Inside the Bizarre Genome of the World’s Toughest Animal
Tardigrades are
sponges for foreign genes. Does that explain why they are famously
indestructible?
The toughest animals in the world aren't bulky
elephants, or cold-tolerant penguins, or even the famously durable cockroach.
Instead, the champions of durability are endearing microscopic creatures
called tardigrades, or water bears.
They live everywhere, from the tallest mountains to
the deepest oceans, and from hot springs to Antarctic ice. They can even
tolerate New York. They cope with these inhospitable environments by
transforming into a nigh-indestructible state. Their adorable shuffling gaits
cease. Their eight legs curl inwards. Their rotund bodies shrivel up, expelling
almost all of their water and becoming a dried barrel called a “tun.” Their metabolism
dwindles to near-nothingness—they are practically dead. And in skirting the
edge of death, they become incredibly hard to kill.
In the tun state, tardigrades don't need food or
water. They can shrug off temperatures close to absolute zero and as high as
151 degrees Celsius. They can withstand the intense pressures of the deep
ocean, doses of radiation that would kill other animals, and baths of toxic
solvents. And they are, to date, the only animals that have been exposed to the
naked vacuum of space and lived to tell the tale—or, at least, lay viable eggs.

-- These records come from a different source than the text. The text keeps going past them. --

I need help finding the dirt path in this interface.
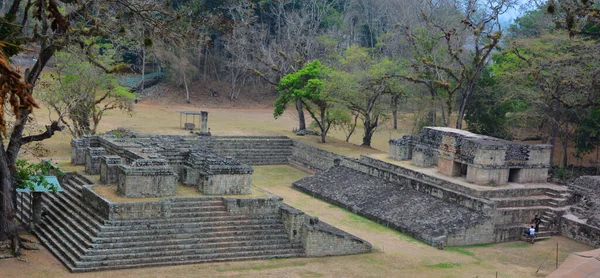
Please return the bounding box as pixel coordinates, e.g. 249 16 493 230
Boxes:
0 99 592 277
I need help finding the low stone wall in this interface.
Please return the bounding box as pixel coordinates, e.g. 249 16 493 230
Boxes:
446 220 497 246
224 197 283 215
303 221 373 257
342 156 496 215
81 185 171 221
290 140 347 171
280 205 373 257
117 159 177 198
81 185 111 220
560 215 600 247
279 204 306 242
293 166 495 245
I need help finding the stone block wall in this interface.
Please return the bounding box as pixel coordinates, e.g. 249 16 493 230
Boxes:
279 204 306 242
560 216 600 247
289 140 346 171
100 155 122 184
85 147 105 175
388 135 415 160
225 197 283 215
467 165 509 185
389 127 551 185
117 160 177 198
198 157 254 195
71 137 91 165
446 220 496 246
342 156 496 215
280 204 373 257
303 221 373 257
411 145 439 167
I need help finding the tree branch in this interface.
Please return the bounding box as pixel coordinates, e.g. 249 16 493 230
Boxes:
21 121 64 144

(Their only weakness, as a researcher once told me, is “vulnerability to
mechanical damage;” in other words, you can squish ‘em.)
Scientists have known for centuries about the
tardigrades’ ability to dry themselves out. But a new study suggests that this ability might have
contributed to their superlative endurance in a strange and roundabout way. It
makes them uniquely suited to absorbing foreign genes from bacteria and other
organisms—genes that now pepper their genomes to a degree unheard of for
animals.
Thomas Boothby from the University of North
Carolina at Chapel Hill made this discovery after sequencing the first ever tardigrade genome, to better
understand how they have evolved. Of the 700 species, his team focused on Hypsibius
dujardini, one of the few tardigrades that’s easy to grow and breed in
a lab.
At first, Boothby thought his team had done a poor
job of assembling the tardigrade’s genome. The resulting data was full of genes
that seemed to belong to bacteria and other organisms, not animals. “All of us
thought that these were contaminants,” he says. Perhaps microbes had snuck into
the samples and their DNA was intermingled with the tardigrade’s own.
But the team soon realized that these sequences are
bona fide parts of the tardigrade’s genome.